India’s maiden mission to Mars was successfully launched on Tuesday sending an unmanned spacecraft to the Red Planet, which will search for evidence of life. The probe is expected to reach Mars in September 2014.
On Tuesday, the 5th of November, the Indian Space Research Organization (ISRO) launched a rocket carrying scientific-research probe. The Mangalyaan spacecraft (the name is Hindi for “Mars Craft”) onboard a PSLV-C25 launch vehicle was launched from Satish Dhawan Space Centre SHAR, Sriharikota. It is the first probe ever to be launched by India toward Mars.
It will take the probe 300 days to reach the orbit of Mars.
ISRO chairman Koppilil Radhakrishnan reports that besides finding evidence of life, the aim of the mission is to demonstrate the level of space technologies of India. “However at present, our primary task is to ensure successful probe’s arrival to the Mars orbit,” said ISRO chairman.
The Prime Minister of India Manmohan Singh informed that the main task of the Mangalyaan spacecraft is to find evidence of life and to determine the cause of atmosphere disappearance on the Red Planet. “Our spacecraft will orbit Mars and it will collect data about the planet from its orbit,” he said.
Manmohan Singh believes that this step shows India’s progress in science and technology.
According to analysts, India aims to join the “club” of states, which explore the Red Planet. So far only NASA, Soviet Union and Europeans managed to send probes to Mars. Neither of Asian countries has by far succeeded in this.
British landing spacecraft Beagle 2 was sent on a mission to Mars that formed part of the European Space Agency’s 2003 Mars Express mission. All contact with it was lost upon its separation from the Mars Express six days before its scheduled entry into the atmosphere.
In 1998 Japan also made an attempt to send its probe Nazomi to the Red Planet, but it was unable to achieve Mars orbit due to electrical failures.

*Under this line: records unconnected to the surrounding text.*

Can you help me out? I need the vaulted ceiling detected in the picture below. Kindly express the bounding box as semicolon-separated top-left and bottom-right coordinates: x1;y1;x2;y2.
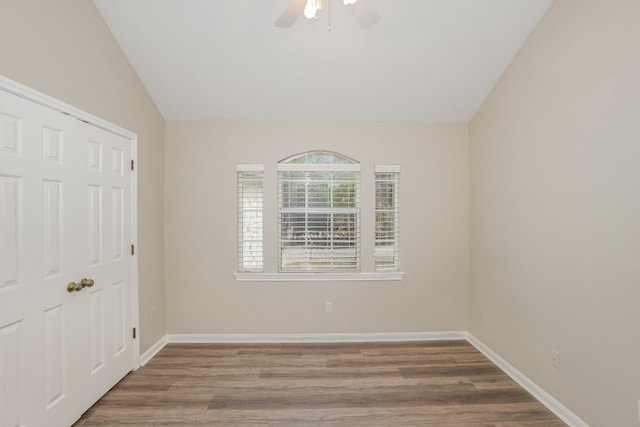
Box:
94;0;552;123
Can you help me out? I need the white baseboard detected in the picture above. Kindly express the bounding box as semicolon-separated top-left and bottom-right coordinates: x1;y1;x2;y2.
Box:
466;333;589;427
140;335;168;366
166;332;467;344
140;331;589;427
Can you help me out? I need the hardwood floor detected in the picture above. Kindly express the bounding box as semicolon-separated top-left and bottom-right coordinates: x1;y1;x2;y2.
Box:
75;341;565;427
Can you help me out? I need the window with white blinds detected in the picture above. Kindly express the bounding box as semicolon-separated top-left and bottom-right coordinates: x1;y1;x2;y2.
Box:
374;165;400;272
237;164;264;272
278;151;360;272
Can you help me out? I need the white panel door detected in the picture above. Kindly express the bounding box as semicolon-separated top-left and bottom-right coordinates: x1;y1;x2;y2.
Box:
0;90;133;427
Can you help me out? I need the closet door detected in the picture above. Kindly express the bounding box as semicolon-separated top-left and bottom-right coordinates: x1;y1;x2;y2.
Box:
0;90;133;427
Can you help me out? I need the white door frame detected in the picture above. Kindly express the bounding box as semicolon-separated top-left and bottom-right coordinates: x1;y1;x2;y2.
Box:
0;75;140;372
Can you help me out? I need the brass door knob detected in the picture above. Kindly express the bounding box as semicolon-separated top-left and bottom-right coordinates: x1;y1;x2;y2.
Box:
80;278;94;288
67;282;82;292
67;278;95;292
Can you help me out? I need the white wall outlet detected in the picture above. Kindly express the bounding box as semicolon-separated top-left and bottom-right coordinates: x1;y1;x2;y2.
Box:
551;349;560;369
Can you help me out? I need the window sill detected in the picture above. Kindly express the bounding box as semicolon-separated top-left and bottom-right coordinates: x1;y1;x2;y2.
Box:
234;272;404;282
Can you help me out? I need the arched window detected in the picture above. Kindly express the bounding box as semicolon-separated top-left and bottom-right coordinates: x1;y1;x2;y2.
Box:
278;151;360;272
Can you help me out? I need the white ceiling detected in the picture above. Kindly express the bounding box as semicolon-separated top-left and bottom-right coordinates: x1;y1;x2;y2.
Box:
94;0;552;123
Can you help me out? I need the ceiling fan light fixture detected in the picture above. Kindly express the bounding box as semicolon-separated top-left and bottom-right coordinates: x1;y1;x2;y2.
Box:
304;0;322;19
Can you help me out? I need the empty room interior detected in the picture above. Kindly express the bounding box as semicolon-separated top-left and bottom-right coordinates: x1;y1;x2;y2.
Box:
0;0;640;427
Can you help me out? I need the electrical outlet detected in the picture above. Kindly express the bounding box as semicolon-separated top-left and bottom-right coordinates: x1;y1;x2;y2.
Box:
551;349;560;369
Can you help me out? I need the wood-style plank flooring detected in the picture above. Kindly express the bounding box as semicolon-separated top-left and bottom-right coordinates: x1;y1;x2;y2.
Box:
75;341;565;427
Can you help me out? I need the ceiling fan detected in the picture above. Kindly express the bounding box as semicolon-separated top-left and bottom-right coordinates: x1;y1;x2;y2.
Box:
275;0;380;29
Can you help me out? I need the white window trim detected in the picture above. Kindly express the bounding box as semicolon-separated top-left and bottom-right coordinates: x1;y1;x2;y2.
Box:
236;163;264;273
234;271;404;282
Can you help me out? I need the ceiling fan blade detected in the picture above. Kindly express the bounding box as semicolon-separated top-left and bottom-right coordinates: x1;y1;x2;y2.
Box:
274;0;307;28
347;0;380;29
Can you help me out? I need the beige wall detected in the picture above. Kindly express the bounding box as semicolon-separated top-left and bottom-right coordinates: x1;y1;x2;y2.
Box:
0;0;165;351
165;121;468;334
469;0;640;427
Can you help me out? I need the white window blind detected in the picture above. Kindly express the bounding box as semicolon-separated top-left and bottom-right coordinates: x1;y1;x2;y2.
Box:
374;165;400;272
278;152;360;272
237;164;264;272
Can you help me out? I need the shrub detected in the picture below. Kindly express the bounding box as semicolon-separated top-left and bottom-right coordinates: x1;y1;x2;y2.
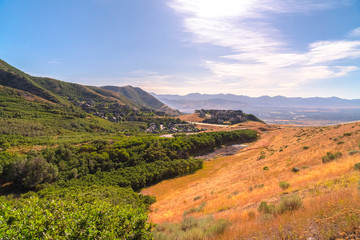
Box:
322;152;342;163
277;194;302;214
183;202;206;217
193;196;201;201
9;157;58;189
258;201;275;214
154;216;230;240
279;181;290;190
349;150;360;156
354;162;360;171
0;195;152;240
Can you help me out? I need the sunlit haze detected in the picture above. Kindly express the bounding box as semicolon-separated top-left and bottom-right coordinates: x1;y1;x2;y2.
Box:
0;0;360;99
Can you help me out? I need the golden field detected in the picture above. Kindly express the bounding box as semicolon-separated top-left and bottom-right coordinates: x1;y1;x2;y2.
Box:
142;123;360;239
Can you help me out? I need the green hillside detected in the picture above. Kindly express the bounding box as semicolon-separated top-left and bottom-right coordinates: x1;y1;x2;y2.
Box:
0;59;178;115
101;85;180;115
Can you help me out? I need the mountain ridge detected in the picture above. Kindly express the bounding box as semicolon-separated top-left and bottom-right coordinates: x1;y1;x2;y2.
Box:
0;59;179;115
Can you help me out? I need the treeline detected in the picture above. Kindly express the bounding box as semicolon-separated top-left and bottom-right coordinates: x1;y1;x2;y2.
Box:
0;130;257;190
0;186;152;240
0;130;257;240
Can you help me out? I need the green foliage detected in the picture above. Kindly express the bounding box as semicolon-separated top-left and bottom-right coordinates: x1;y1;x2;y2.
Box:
8;157;58;189
154;216;230;240
279;181;290;190
322;152;342;163
0;193;152;239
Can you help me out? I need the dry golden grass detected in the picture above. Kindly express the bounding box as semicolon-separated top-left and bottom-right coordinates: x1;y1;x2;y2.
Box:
143;123;360;239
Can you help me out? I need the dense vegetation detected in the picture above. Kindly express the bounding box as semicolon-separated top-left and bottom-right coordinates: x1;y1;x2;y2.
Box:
0;60;257;239
0;130;257;239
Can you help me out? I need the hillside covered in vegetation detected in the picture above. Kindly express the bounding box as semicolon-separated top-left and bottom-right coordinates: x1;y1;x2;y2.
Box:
0;58;258;239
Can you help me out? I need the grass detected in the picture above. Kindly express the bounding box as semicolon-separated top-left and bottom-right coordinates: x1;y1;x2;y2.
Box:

The first Chinese probe Yinghuo-1 was launched from Baikonur Cosmodrome, Kazakhstan, on 8 November 2011, along with the Russian Fobos-Grunt sample return spacecraft in 2011. Shortly after launch, Fobos-Grunt was expected to perform two burns to depart Earth orbit. However, these burns did not take place, leaving both probes stranded in orbit. Later Yinghuo-1 was declared lost by the CNSA. Yinghuo-1 and Fobos-Grunt burnt out during the re-entry.
So, if ISRO mission proves successful, India will become the first Asian country to “achieve” Mars.
At the same time ISRO ex-chairman Madhavan Nair criticized the ISRO mission being too expensive. He also pointed out that it was poorly thought out and not thoroughly prepared.